Bu çalışma, COVID-19 hastalarında pozitif Aspergillus testlerinin sıklığını tanımlamak ve COVID-19 ile pozitif Aspergillus testi sonucu arasındaki ilişkiyi araştırmak amacıyla planlanmış. Yoğun bakım ünitesine kabul edileli >24 saat olan COVID-19 hastalarında pozitif Aspergillus testlerinin oranı iki kontrol grubuyla karşılaştırılmış: Kontrol gruplarından bir tanesi PCR ile doğrulanmış influenza infeksiyonu olan hastalar (influenza ve invazif aspergilloz arasındaki bağlantı net gösterildiğinden, bu grup pozitif kontrol grubu olarak) ve  pnömokok pnömonisi olan hastalar (bu grup hastalarda pozitif Aspergillus testleri çoğunlukla kolonizasyon olarak kabul edildiği için negatif kontrol grubu olarak). Çalışma süresi boyunca 92 COVID-19 hastası, 48 influenza hastası ve 65 pnömokokal pnömoni hastası tespit edilmiş. Herhangi bir solunum örneğinden herhangi bir pozitif Aspergillus testi, COVID-19 hastalarının %10.9’unda, pnömokokal pnömonili hastaların %6.2’sinde ve influenza ile infekte olanların %22.9’unda bulunmuş.

Bronkoalveolar lavaj (BAL) sıvısından, pozitif bir kültür veya PCR veya galaktomannan testi, COVID-19 hastalarının sadece %5.4’ünde bulunmuş; bu durum influenzalı hastalardan (%18.8) daha düşük ve pnömokokal pnömoni grubu ile (4.6 %) benzer düzeyde olarak değerlendirilmiştir. Lojistik regresyon analizi kullanıldığında, COVID-19 hastaları için BAL sıvısında, pozitif bir Aspergillus testi için Odds ratio (OR) pnömokokal pnömoni grubuna kıyasla 1.2 (0.3 ila 5.1; P = 0.8), influenza grubuna kıyasla ise  0.2 (0.1 ila 0.8; P = 0.02) çıkmış.
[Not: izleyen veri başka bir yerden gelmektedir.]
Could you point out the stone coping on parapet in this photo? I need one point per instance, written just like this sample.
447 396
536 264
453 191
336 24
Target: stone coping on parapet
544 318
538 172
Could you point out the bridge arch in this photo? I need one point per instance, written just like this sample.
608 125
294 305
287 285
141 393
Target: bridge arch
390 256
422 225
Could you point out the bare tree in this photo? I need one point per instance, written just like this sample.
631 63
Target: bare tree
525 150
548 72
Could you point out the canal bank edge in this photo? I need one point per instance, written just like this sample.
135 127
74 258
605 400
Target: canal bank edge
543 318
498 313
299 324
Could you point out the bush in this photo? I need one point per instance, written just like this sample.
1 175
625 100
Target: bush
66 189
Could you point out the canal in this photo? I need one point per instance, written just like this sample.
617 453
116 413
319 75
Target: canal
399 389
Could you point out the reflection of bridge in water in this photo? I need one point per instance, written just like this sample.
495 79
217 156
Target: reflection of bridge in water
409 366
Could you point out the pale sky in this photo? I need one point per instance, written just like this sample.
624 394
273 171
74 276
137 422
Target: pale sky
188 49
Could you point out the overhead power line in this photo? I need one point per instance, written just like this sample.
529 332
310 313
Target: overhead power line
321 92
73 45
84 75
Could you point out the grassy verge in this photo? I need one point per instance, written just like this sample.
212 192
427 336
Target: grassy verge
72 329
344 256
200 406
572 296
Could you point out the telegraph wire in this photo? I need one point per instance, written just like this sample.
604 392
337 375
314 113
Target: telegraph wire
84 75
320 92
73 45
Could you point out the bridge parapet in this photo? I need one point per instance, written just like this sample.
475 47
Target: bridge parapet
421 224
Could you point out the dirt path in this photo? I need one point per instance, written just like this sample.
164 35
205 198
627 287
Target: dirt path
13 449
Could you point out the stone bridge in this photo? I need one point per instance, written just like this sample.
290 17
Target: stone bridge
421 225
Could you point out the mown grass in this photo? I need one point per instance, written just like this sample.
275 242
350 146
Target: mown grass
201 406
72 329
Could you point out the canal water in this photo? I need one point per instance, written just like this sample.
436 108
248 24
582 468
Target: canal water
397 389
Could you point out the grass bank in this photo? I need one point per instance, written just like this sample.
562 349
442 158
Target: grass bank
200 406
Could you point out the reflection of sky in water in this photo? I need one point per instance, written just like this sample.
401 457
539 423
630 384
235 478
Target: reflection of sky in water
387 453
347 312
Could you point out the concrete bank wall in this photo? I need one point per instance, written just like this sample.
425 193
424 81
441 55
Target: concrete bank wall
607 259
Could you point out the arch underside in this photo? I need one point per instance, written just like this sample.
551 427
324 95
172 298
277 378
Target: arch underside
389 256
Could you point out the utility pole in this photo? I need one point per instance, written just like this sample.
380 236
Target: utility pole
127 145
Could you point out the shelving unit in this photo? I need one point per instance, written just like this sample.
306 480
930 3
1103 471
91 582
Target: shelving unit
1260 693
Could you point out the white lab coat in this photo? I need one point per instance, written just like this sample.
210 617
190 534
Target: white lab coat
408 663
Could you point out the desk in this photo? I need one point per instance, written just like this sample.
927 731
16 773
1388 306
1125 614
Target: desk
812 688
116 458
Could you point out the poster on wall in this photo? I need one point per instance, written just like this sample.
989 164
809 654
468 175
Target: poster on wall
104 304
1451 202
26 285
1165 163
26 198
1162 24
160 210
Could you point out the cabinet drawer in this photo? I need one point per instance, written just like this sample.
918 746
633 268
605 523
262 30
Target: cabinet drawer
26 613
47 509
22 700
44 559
Sonuç olarak, COVID-19 hastalarında, pozitif bir Aspergillus testi prevalansı, pnömokokal pnömoni için başvuran hastalardakine benzer, ancak influenzalı hastalarda gözlemlenenden önemli ölçüde daha düşük tespit edilmiş.

Yusuf E, Vonk A, van den Akker JPC, et al. Frequency of positive Aspergillus tests in COVID-19 patients in comparison to other patients with pulmonary infections admitted to the ICU. J Clin Microbiol. 2020: JCM. 02278-20.

Makale İçin Tıklayınız

COVID-19’da Tocilizumab’ın Etkinliği: RECOVERY Çalışmasının Sonuçları

Tocilizumab (TCZ)’ın COVID-19’da etkinliği ile ilgili bugüne kadar yayımlanan randomize kontrollü çalışmalar (RKÇ) içinde en yüksek örneklem büyüklüğüne sahip olan RECOVERY çalışmasının hakem değerlendirme öncesi (preprint) makalesi yayınlandı. Toplamda 4 binden fazla hastanın dahil edildiği çalışmada bir gruba standart tedavi, diğer gruba standart tedavi+TCZ verildi. İlacın verilme kriterleri oksijen ihtiyacı varlığı ile beraber CRP’nin 75’in üstünde olması olarak belirlendi. Hastalar içinde hafif oksijen desteği (nazal kanül) alanlar, non-invazif oksijen desteği alanlar (yüksek akımlı oksijen, BIPAP) ve invazif mekanik ventilasyona bağlı olanlar dahil hastalığın farklı evrelerinde olan hasta grupları dahil edildi. Buna göre TCZ alanlarda mortalite, almayanlara göre anlamlı olarak daha düşük bulundu (%29 ve %33).

İlaç başlandığında invazif mekanik ventilasyon uygulanmamış olan hastalarda mekanik ventilasyon ihtiyacı (%12 ve %15) ve mortalite (%27 ve %31) TCZ alanlarda anlamlı olarak daha düşük bulundu.
Sonuç olarak oksijen desteği tipinden bağımsız olarak TCZ’ın oksijen ihtiyacı olan ve inflamasyon düzeyi yüksek olan COVID-19 hastalarında mortaliteyi ve invazif mekanik ventilasyon ihtiyacını düşürdüğü belirtildi. RECOVERY çalışması sonrası IDSA, NIH ve NHS gibi uluslararası derneklere ait rehberler güncellemeler yaparak TCZ’ın klinik kullanımı konusunda destekleyici önerilerde bulundular.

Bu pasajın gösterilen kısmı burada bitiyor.